Delcy Rodríguez em entrevista com sua blusa rosa

A presidente interina da Venezuela, Delcy Rodríguez, afirmou que “não há guerra”, mas que o país foi “agredido”, ao pedir pela libertação de Nicolás Maduro após sua captura pelas forças dos Estados Unidos. Em declarações públicas, Delcy qualificou a operação como violação da soberania venezuelana, insurgindo-se contra a ação militar que resultou na prisão do ex-mandatário.

A vice-presidente assumiu o comando constitucional após Maduro ser detido e levado para julgamento nos Estados Unidos, em meio a acusações de narcotráfico e conspiração internacional.

Venezuela chama ataque de “agressão imperialista”

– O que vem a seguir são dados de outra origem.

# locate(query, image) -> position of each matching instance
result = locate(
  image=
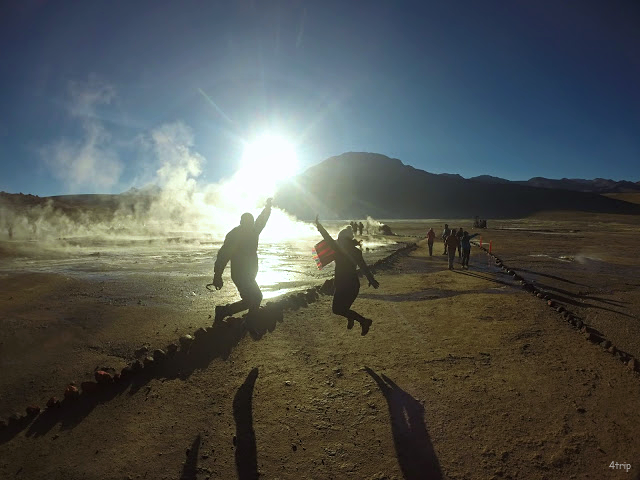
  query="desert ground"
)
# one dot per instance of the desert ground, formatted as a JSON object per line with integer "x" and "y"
{"x": 465, "y": 374}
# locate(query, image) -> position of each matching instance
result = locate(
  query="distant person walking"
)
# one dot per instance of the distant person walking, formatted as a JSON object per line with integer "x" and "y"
{"x": 431, "y": 236}
{"x": 466, "y": 248}
{"x": 452, "y": 243}
{"x": 347, "y": 284}
{"x": 240, "y": 247}
{"x": 445, "y": 233}
{"x": 459, "y": 235}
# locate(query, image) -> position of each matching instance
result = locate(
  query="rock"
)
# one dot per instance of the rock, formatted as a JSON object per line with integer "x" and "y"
{"x": 33, "y": 410}
{"x": 312, "y": 295}
{"x": 71, "y": 392}
{"x": 102, "y": 377}
{"x": 201, "y": 332}
{"x": 89, "y": 388}
{"x": 159, "y": 355}
{"x": 301, "y": 300}
{"x": 136, "y": 366}
{"x": 141, "y": 351}
{"x": 592, "y": 337}
{"x": 14, "y": 418}
{"x": 186, "y": 341}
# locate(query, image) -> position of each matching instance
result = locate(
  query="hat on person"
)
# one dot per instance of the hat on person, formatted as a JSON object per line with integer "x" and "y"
{"x": 345, "y": 234}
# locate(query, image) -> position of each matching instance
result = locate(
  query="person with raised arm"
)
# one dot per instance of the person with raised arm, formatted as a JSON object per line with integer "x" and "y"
{"x": 240, "y": 247}
{"x": 346, "y": 282}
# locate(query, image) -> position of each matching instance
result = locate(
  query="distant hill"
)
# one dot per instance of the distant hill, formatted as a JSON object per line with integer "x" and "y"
{"x": 597, "y": 185}
{"x": 356, "y": 184}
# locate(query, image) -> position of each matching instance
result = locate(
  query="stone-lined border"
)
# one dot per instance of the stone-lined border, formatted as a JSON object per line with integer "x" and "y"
{"x": 104, "y": 380}
{"x": 589, "y": 333}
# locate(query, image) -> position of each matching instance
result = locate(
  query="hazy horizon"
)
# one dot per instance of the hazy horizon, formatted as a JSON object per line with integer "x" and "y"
{"x": 99, "y": 97}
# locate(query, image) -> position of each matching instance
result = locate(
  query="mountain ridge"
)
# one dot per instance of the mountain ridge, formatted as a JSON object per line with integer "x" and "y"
{"x": 357, "y": 184}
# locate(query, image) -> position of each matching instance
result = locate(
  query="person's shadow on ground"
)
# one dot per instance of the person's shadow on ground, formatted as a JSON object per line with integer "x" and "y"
{"x": 217, "y": 341}
{"x": 190, "y": 468}
{"x": 246, "y": 448}
{"x": 415, "y": 453}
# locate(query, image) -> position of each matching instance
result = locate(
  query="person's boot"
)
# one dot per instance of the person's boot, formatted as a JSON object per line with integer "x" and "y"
{"x": 365, "y": 323}
{"x": 221, "y": 313}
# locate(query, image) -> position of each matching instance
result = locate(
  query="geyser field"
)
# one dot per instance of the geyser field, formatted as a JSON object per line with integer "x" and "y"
{"x": 464, "y": 374}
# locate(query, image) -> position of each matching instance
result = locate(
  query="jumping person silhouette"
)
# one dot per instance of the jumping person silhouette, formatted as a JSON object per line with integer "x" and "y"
{"x": 347, "y": 285}
{"x": 240, "y": 247}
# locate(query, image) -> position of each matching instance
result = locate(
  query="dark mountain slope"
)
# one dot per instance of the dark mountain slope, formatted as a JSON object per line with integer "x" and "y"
{"x": 353, "y": 185}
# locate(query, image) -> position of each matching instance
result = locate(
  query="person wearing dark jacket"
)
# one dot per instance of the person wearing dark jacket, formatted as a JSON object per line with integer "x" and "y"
{"x": 240, "y": 247}
{"x": 466, "y": 248}
{"x": 346, "y": 282}
{"x": 459, "y": 235}
{"x": 452, "y": 244}
{"x": 445, "y": 233}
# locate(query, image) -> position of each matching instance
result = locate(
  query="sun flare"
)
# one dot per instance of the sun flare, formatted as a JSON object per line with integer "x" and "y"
{"x": 267, "y": 161}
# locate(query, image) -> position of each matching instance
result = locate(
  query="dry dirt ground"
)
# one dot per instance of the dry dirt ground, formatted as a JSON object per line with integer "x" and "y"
{"x": 463, "y": 375}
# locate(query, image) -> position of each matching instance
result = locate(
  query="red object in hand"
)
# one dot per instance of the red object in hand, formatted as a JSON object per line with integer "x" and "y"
{"x": 323, "y": 254}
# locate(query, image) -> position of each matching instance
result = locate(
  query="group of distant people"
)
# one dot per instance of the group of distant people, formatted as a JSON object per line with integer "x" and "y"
{"x": 240, "y": 248}
{"x": 453, "y": 240}
{"x": 357, "y": 227}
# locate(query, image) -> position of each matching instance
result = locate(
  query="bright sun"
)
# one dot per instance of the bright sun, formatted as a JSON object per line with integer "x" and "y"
{"x": 267, "y": 161}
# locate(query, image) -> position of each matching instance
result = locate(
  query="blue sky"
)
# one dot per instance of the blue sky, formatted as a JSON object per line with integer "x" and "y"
{"x": 91, "y": 93}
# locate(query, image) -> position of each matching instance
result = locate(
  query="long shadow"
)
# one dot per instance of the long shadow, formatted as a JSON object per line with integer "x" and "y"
{"x": 190, "y": 468}
{"x": 484, "y": 277}
{"x": 569, "y": 297}
{"x": 555, "y": 277}
{"x": 416, "y": 456}
{"x": 246, "y": 449}
{"x": 215, "y": 342}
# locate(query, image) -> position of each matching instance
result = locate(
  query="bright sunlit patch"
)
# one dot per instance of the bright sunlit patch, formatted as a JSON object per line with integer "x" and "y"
{"x": 267, "y": 161}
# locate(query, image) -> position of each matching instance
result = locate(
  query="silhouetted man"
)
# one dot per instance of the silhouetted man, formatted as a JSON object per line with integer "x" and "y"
{"x": 241, "y": 248}
{"x": 445, "y": 233}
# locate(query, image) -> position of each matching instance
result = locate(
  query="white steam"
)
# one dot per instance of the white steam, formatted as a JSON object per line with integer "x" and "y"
{"x": 90, "y": 162}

Delcy afirmou que a operação norte-americana não configura um conflito declarado, mas sim uma “agressão imperialista” contra a Venezuela, e destacou que o país não está em guerra com os EUA. Segundo ela, a intervenção violou normas internacionais e representou uma afronta à independência e soberania da República Bolivariana.

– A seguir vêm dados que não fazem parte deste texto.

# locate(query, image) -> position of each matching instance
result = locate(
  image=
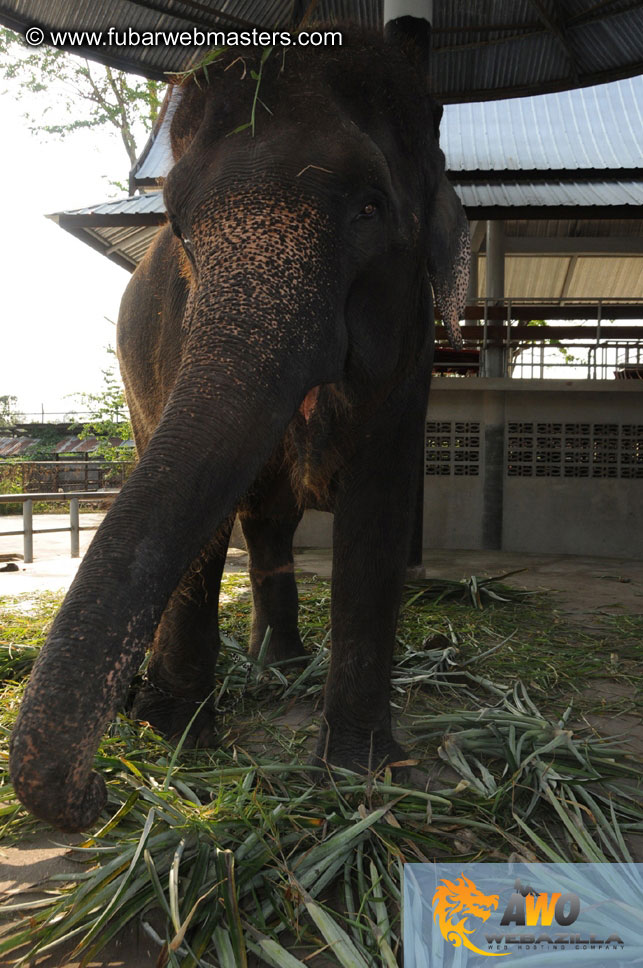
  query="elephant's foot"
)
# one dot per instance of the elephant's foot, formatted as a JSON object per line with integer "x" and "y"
{"x": 281, "y": 647}
{"x": 362, "y": 751}
{"x": 170, "y": 715}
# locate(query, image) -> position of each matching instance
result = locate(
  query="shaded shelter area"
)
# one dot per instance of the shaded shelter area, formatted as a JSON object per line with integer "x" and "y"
{"x": 553, "y": 188}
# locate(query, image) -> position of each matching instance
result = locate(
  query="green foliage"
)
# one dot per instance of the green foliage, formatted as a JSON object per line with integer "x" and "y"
{"x": 222, "y": 854}
{"x": 567, "y": 356}
{"x": 87, "y": 95}
{"x": 109, "y": 415}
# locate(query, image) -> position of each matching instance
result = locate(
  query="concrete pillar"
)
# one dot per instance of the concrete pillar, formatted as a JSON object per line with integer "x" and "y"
{"x": 494, "y": 356}
{"x": 74, "y": 527}
{"x": 421, "y": 10}
{"x": 472, "y": 291}
{"x": 27, "y": 527}
{"x": 493, "y": 405}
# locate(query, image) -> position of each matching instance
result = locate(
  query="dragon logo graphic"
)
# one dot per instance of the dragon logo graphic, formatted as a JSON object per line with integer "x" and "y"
{"x": 463, "y": 898}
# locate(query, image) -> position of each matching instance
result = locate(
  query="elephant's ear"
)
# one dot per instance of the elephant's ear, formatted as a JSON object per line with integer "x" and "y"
{"x": 449, "y": 258}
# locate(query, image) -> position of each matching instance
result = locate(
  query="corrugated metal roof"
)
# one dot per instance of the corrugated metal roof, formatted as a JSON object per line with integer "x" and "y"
{"x": 149, "y": 203}
{"x": 596, "y": 128}
{"x": 550, "y": 279}
{"x": 539, "y": 194}
{"x": 16, "y": 446}
{"x": 20, "y": 446}
{"x": 481, "y": 50}
{"x": 552, "y": 194}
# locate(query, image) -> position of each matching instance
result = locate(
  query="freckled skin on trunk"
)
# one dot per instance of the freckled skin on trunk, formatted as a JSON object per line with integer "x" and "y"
{"x": 276, "y": 358}
{"x": 197, "y": 465}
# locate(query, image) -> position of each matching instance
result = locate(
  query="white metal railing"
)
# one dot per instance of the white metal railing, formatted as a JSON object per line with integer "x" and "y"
{"x": 73, "y": 497}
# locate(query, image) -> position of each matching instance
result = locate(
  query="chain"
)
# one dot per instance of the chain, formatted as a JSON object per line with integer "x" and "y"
{"x": 225, "y": 707}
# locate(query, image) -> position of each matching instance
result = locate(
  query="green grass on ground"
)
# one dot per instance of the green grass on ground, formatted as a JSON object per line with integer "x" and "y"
{"x": 227, "y": 853}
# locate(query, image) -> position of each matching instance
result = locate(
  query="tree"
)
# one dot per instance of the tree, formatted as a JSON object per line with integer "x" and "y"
{"x": 88, "y": 94}
{"x": 9, "y": 416}
{"x": 109, "y": 416}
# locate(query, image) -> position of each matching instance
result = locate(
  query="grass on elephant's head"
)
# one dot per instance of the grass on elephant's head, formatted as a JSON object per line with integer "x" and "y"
{"x": 228, "y": 853}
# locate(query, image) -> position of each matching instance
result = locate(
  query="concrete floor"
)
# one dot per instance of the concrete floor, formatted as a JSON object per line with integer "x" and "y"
{"x": 583, "y": 586}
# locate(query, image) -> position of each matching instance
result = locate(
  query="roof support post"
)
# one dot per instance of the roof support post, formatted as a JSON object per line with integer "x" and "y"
{"x": 493, "y": 405}
{"x": 494, "y": 357}
{"x": 422, "y": 9}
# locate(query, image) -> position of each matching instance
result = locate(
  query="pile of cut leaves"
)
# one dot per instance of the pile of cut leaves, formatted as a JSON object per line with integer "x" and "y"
{"x": 237, "y": 857}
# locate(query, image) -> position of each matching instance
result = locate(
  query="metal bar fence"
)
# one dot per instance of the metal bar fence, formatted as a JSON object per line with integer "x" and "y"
{"x": 73, "y": 498}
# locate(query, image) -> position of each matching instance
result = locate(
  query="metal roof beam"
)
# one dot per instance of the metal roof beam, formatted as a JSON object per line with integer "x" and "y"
{"x": 581, "y": 246}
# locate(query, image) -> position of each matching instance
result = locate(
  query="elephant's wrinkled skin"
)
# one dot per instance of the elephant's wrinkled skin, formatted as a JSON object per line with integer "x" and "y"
{"x": 276, "y": 345}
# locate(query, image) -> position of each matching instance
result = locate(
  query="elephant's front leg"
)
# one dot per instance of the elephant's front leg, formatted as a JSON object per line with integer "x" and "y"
{"x": 268, "y": 530}
{"x": 371, "y": 537}
{"x": 180, "y": 673}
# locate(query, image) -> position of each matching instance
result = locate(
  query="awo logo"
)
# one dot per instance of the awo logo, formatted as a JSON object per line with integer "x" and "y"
{"x": 462, "y": 898}
{"x": 455, "y": 903}
{"x": 528, "y": 908}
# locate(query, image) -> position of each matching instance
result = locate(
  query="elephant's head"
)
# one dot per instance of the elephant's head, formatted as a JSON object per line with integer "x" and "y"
{"x": 311, "y": 215}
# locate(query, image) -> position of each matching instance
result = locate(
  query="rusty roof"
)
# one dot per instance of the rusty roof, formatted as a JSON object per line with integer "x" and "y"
{"x": 22, "y": 446}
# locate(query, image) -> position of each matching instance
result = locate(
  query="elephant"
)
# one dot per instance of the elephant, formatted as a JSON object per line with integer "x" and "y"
{"x": 276, "y": 346}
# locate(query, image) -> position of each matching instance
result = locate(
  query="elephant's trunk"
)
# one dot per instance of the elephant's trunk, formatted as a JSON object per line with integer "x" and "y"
{"x": 234, "y": 396}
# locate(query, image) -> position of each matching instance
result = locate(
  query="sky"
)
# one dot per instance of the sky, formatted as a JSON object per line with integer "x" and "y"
{"x": 57, "y": 293}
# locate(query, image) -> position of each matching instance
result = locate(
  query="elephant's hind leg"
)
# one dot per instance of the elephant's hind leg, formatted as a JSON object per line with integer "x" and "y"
{"x": 269, "y": 536}
{"x": 180, "y": 673}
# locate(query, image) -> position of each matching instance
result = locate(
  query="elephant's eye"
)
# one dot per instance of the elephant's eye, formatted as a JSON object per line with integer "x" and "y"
{"x": 185, "y": 241}
{"x": 369, "y": 210}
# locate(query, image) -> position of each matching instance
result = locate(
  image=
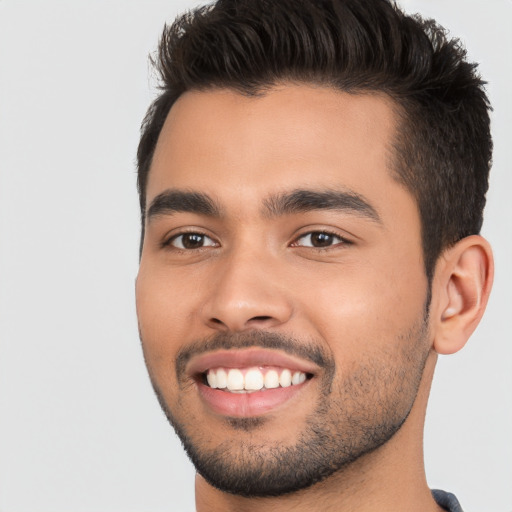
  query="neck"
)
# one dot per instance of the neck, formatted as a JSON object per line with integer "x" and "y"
{"x": 389, "y": 479}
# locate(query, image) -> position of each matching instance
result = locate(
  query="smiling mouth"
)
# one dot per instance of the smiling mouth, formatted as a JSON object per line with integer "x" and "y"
{"x": 253, "y": 379}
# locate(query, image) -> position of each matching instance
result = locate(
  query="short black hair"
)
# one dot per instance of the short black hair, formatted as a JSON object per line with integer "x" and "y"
{"x": 442, "y": 146}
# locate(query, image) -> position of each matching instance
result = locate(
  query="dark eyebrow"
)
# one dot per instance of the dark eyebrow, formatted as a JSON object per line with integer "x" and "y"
{"x": 299, "y": 201}
{"x": 173, "y": 201}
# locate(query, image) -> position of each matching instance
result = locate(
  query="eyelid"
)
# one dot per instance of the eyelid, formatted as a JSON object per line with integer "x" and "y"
{"x": 169, "y": 239}
{"x": 343, "y": 240}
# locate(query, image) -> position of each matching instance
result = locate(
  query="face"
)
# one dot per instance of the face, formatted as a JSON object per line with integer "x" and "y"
{"x": 281, "y": 293}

Em outras falas, a presidente interina afirmou que a Venezuela “não será colônia de nenhum império”, um posicionamento que reflete a retórica tradicional do chavismo contra ingerências externas.

Continuidade do chavismo e desafios internos

Após a captura de Maduro, Delcy foi empossada oficialmente como presidente interina conforme a Constituição venezuelana, em um contexto complicado de tensão interna e pressões externas. Analistas apontam que sua fala pode ser encarada tanto como forma de legitimar sua liderança interna quanto como tentativa de buscar apoio de aliados internacionais e de setores bolivarianos que rejeitam a operação dos EUA.

Embora tenha criticado a ação dos EUA, Delcy também sinalizou abertura ao diálogo com Washington para preservar relações diplomáticas e buscar soluções pacíficas no futuro.

Reações regionais e diplomáticas

A declaração de Delcy gerou repercussão internacional. Países aliados da Venezuela criticaram a ação dos EUA como violação do direito internacional e pediram que seja respeitada a soberania venezuelana. Em paralelo, governos que apoiam a operação americana argumentam que a ação tinha como objetivo combater narcotráfico e violações transnacionais.

A situação política venezuelana segue sob intenso escrutínio global, com debates sobre possíveis sanções adicionais, negociações diplomáticas e pressões regionais para resolver o impasse.